Курить действительно хотелось. В кармане пиджака лежала непочатая пачка «Честерфильда». Кротов подошел к приоткрытому окну и с удовольствием затянулся.

Разговор с Валей кончился. Лена сама сменила кассету. Зазвучал голос доктора Курочкина. Сначала Кротов слушал спокойно, но через несколько минут резко нажал на «стоп».

— Откуда у Гоши Галицына пистолет? — с тревогой спросил он.

— Газовый, — слабо улыбнулась Лена — и не заряжен.

Немного успокоившись. Кротов стал слушать дальше.

«Завтра утром надо ехать к Курочкину, — думал он. — Эту пленку никому показывать, конечно, нельзя. Но и терять эти показания нельзя, ни в коем случае. Надо добиться, чтобы доктор повторил хотя бы часть сказанного еще раз, составить протокол и сделать все как следует».

Надежда на повторные откровения старика была слабой, но все-таки упускать этот шанс Кротов не хотел.

Кассеты кончились. Была глубокая ночь.

— Елена Николаевна, вам все-таки надо поспать, — еще раз сказал Кротов.

— Я все равно сейчас не усну. Давайте лучше немножко поговорим.

— Хорошо. Но только о чем-нибудь нейтральном и отвлеченном, — улыбнулся Кротов.

— Согласна.

Не зная, можно ли считать эту тему нейтральной и отвлеченной, Сергей осторожно спросил:

— Вы были замужем?

— Дважды, — кивнула Лена, — в первый раз — еще студенткой. Мы прожили всего месяц, только расписались и сразу разбежались. Второй раз было серьезней. Собственно, мой второй муж и есть отец моего ребенка, хотя мы расстались восемь лет назад. Но в этом году случайно встретились — в Канаде, за Полярным кругом, в маленьком эскимосском городке. Был июнь, а там — снег по колено, ни одного русского, только он и я. Там проходила конференция «Женщина и полюс». Знаете, собрались бездельники из разных стран и десять дней болтали о том о сем с важным видом. За десять дней — три банкета: в честь открытия, в честь закрытия, а в середине — в честь участников конференции.

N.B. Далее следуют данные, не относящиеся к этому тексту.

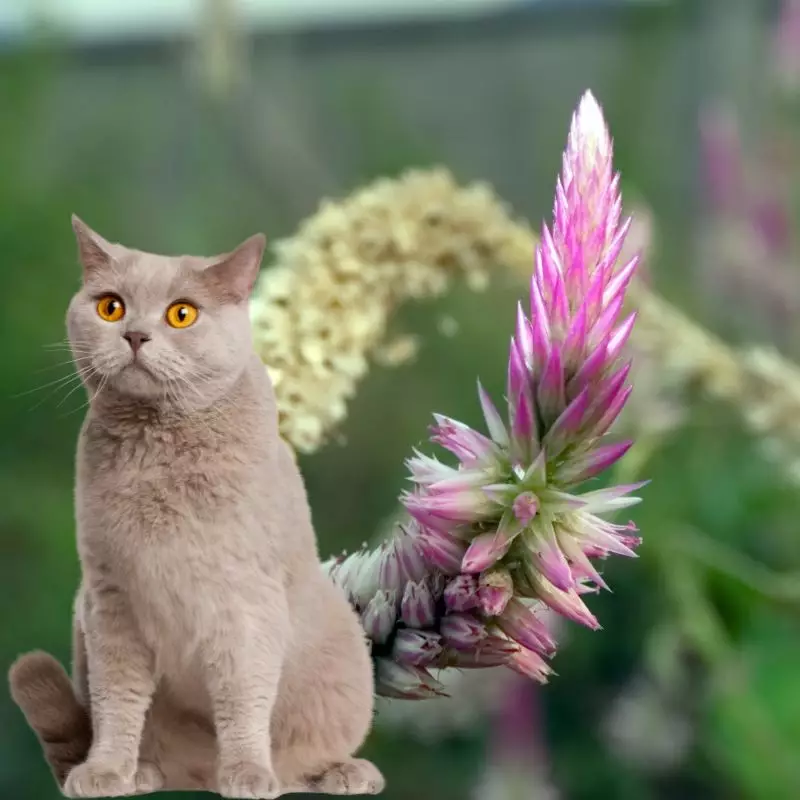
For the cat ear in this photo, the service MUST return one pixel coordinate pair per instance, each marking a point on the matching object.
(232, 277)
(93, 250)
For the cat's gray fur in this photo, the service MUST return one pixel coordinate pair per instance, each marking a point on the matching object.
(210, 650)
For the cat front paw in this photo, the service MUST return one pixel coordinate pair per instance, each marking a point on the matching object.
(356, 776)
(247, 781)
(100, 779)
(148, 778)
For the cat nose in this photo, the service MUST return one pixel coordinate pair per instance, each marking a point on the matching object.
(136, 340)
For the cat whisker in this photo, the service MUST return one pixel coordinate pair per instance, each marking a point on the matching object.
(64, 379)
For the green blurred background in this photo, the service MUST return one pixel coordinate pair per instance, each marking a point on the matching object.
(184, 127)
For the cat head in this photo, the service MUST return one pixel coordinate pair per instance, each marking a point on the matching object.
(171, 330)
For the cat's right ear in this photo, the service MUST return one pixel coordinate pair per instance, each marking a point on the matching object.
(93, 250)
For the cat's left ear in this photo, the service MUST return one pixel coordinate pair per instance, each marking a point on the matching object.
(232, 277)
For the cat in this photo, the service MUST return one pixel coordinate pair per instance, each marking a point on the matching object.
(210, 651)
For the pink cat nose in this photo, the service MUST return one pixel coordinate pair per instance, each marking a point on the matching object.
(136, 340)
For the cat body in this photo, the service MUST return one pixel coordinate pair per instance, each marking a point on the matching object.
(210, 650)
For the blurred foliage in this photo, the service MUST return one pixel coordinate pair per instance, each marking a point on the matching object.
(710, 610)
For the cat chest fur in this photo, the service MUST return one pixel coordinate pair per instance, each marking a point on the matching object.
(176, 529)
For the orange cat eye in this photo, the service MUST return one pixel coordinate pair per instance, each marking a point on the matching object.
(110, 308)
(181, 314)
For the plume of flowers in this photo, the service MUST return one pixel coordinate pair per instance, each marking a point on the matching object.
(501, 536)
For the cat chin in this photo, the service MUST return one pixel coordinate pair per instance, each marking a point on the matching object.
(137, 382)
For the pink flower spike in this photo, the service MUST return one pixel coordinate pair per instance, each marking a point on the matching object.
(524, 438)
(525, 506)
(456, 505)
(579, 559)
(521, 623)
(484, 551)
(591, 368)
(523, 336)
(539, 321)
(441, 550)
(495, 590)
(568, 604)
(418, 606)
(593, 463)
(606, 321)
(550, 395)
(493, 651)
(462, 631)
(612, 412)
(461, 594)
(425, 470)
(604, 500)
(575, 342)
(530, 665)
(389, 573)
(405, 681)
(488, 548)
(619, 283)
(412, 562)
(494, 422)
(568, 424)
(611, 254)
(465, 443)
(620, 337)
(379, 616)
(517, 376)
(541, 539)
(589, 142)
(417, 648)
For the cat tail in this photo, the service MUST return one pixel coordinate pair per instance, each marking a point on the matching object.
(42, 689)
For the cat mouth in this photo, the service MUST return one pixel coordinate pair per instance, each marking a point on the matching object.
(137, 366)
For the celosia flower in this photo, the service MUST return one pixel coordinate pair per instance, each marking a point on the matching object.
(503, 532)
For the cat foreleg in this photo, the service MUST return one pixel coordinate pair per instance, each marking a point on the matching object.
(242, 677)
(121, 685)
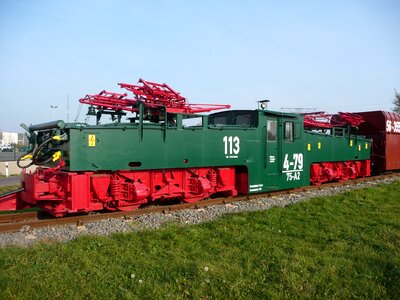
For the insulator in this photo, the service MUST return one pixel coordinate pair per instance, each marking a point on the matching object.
(212, 177)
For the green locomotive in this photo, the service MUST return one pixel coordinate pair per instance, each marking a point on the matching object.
(166, 150)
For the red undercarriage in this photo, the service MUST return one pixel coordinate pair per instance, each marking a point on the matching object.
(61, 192)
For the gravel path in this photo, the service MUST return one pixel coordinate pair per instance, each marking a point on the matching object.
(27, 236)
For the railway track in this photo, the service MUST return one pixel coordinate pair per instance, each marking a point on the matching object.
(17, 221)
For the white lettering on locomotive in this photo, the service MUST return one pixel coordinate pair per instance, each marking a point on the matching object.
(255, 187)
(293, 167)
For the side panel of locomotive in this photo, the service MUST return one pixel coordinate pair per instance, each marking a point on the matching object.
(384, 129)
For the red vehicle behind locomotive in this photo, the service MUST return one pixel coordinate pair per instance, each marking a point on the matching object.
(384, 129)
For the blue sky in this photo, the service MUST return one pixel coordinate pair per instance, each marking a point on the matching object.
(329, 55)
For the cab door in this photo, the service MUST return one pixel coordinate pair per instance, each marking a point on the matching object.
(271, 159)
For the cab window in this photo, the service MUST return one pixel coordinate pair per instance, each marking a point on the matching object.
(271, 130)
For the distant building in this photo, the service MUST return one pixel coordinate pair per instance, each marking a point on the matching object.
(13, 138)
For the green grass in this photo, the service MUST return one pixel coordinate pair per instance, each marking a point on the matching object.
(346, 246)
(8, 188)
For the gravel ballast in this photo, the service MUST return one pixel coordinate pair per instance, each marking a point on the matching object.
(27, 236)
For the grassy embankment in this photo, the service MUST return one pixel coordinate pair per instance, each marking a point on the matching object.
(346, 246)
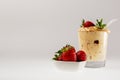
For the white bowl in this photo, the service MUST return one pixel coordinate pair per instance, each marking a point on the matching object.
(69, 66)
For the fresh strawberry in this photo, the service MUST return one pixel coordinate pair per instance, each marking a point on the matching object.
(88, 24)
(67, 53)
(81, 55)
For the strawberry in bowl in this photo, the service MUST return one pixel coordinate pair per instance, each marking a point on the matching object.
(68, 59)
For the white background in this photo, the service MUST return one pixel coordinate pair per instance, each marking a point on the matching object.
(32, 30)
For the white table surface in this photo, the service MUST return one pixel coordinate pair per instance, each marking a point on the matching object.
(44, 69)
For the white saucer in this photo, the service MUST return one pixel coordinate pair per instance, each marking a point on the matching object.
(69, 65)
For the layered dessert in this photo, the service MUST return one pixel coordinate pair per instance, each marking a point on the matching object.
(93, 40)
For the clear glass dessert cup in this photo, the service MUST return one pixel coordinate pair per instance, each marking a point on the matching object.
(94, 43)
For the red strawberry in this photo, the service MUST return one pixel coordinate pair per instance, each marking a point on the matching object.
(88, 24)
(67, 53)
(81, 55)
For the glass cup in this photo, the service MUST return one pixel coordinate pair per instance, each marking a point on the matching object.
(94, 43)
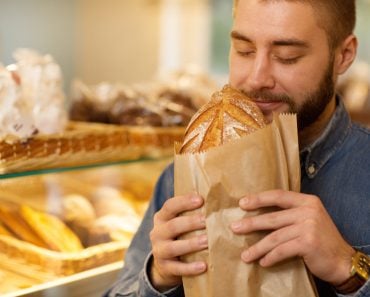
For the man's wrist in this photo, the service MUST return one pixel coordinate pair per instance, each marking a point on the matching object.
(358, 274)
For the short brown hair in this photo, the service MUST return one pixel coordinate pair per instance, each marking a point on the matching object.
(336, 17)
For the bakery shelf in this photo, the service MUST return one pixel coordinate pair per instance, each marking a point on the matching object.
(90, 283)
(88, 272)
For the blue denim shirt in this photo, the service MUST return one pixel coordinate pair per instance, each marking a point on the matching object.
(336, 168)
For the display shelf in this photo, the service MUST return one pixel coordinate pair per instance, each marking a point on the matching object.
(90, 283)
(80, 167)
(91, 271)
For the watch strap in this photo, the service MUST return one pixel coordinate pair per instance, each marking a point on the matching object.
(359, 274)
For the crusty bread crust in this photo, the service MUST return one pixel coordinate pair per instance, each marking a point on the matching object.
(228, 115)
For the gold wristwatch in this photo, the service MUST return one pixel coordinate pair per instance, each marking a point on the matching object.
(360, 273)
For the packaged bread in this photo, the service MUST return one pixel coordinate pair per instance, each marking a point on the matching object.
(223, 161)
(228, 115)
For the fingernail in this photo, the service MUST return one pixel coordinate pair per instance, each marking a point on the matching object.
(244, 202)
(196, 199)
(245, 256)
(236, 226)
(200, 266)
(203, 240)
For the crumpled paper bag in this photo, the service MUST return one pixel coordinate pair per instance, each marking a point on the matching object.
(264, 160)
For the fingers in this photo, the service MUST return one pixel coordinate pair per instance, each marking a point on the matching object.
(177, 205)
(274, 247)
(279, 198)
(268, 221)
(174, 249)
(183, 269)
(178, 226)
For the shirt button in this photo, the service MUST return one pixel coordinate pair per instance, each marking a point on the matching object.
(312, 169)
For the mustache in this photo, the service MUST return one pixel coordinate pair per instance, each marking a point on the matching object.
(263, 95)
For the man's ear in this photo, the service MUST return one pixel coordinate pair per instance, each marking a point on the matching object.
(346, 54)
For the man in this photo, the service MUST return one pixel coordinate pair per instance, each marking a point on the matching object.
(287, 56)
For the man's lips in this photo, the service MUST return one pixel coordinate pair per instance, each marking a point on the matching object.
(268, 106)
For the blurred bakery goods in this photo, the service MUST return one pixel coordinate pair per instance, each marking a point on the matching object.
(169, 100)
(31, 96)
(78, 214)
(77, 208)
(108, 200)
(39, 228)
(113, 227)
(52, 230)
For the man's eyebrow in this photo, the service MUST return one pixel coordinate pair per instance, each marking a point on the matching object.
(290, 42)
(280, 42)
(236, 35)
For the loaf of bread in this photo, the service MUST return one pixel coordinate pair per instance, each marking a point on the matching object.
(10, 218)
(51, 229)
(228, 115)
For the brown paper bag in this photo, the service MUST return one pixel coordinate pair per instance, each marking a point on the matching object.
(264, 160)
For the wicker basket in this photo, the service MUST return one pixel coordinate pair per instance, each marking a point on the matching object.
(58, 263)
(87, 143)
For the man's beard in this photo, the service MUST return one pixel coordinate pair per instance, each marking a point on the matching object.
(314, 103)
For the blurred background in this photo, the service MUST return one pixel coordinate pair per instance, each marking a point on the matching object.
(133, 41)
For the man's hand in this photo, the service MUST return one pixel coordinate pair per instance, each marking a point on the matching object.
(167, 269)
(301, 227)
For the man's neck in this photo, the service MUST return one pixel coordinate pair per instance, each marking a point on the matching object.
(309, 134)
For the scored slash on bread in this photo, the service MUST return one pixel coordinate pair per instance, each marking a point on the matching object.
(228, 115)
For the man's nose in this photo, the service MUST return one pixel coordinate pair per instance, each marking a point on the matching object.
(260, 75)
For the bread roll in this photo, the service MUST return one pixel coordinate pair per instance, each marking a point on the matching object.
(228, 115)
(51, 229)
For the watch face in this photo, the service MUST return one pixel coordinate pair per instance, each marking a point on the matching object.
(362, 265)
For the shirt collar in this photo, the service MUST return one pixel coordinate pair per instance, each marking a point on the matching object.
(315, 156)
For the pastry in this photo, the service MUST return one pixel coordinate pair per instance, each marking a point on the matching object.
(51, 229)
(11, 219)
(108, 200)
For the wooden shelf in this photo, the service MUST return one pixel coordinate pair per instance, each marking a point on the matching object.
(90, 283)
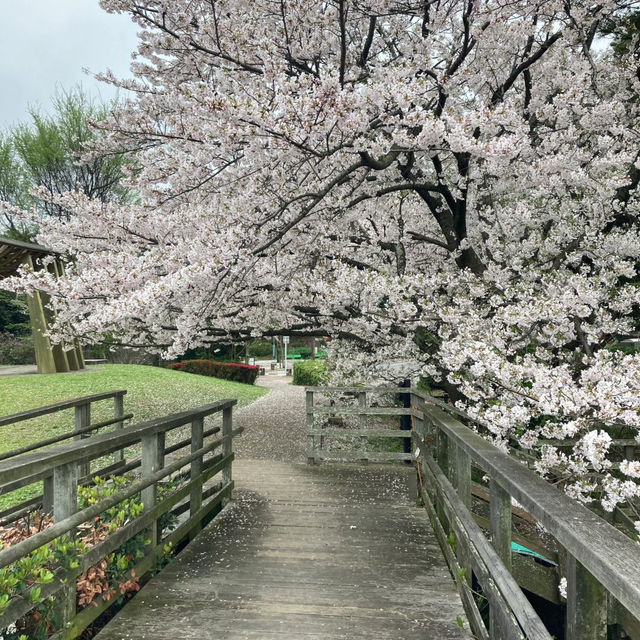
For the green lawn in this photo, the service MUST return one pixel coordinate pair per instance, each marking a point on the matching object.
(152, 392)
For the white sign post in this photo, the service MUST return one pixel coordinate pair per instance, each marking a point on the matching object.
(285, 342)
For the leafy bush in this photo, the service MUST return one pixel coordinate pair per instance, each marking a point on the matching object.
(309, 373)
(16, 349)
(246, 373)
(111, 578)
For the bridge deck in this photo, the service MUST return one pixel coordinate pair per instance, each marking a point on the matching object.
(330, 551)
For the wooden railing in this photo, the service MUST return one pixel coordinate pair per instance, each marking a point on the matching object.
(208, 462)
(601, 565)
(358, 407)
(82, 428)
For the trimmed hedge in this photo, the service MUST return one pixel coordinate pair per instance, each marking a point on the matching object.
(308, 373)
(246, 373)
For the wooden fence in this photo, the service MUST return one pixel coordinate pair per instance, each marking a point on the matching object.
(209, 461)
(359, 406)
(468, 486)
(83, 428)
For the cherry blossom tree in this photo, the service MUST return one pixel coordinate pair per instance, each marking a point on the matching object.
(448, 183)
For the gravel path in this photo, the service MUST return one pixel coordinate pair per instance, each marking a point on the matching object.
(274, 424)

Я когда-то перевела рассказы двух писательниц — канадских эскимосок, а он, как выяснилось, написал книгу очерков о малых народах Севера. Вот нас и пригласили. И поселили в гостинице в соседних номерах.

В общем, там у нас все опять вспыхнуло, а в Москве, конечно, сразу погасло. Он и не знает, что я жду ребенка. У него очередная семья, десятая, наверное, по счету. Он их меняет, не считая. Мы с ним совершенно чужие люди.

Спать они легли только под утро. Лена постелила Кротову на диване в бывшем дядином кабинете, а сама отправилась в комнату, где обычно спала, ночуя в этом доме, с раннего детства. Там все еще сидели в тонконогом неудобном кресле ее старые игрушки — одноглазая плюшевая обезьяна и огромная тряпичная кукла с лысой резиновой головой.

ГЛАВА 14

В начале семидесятых, отслужив в армии и вернувшись в родную Тюмень, Юрий Бубенцов написал повесть об армейских буднях. Повесть получилась жизнеутверждающая. Армию он изобразил в самых радужных тонах, врал не стесняясь, описывал веселую доблесть и военное братство, мудрых наставников-старшин и наивных, романтически-возвышенных новобранцев. В повести гремели дружные солдатские песни, зеркальным блеском сверкали сапоги и царила стерильная идеологическая ясность.

Бубенцов с блеском прошел творческий конкурс в Литературный институт. Повесть была опубликована в толстом молодежном журнале, потом вышла отдельной книгой.

Бубенцов приехал покорять столицу. Тут же обнаружилось, что надменные и капризные молодые москвички прямо-таки тают от грубоватой мужественности высокого, широкоплечего сибиряка. Не все, конечно, но многие.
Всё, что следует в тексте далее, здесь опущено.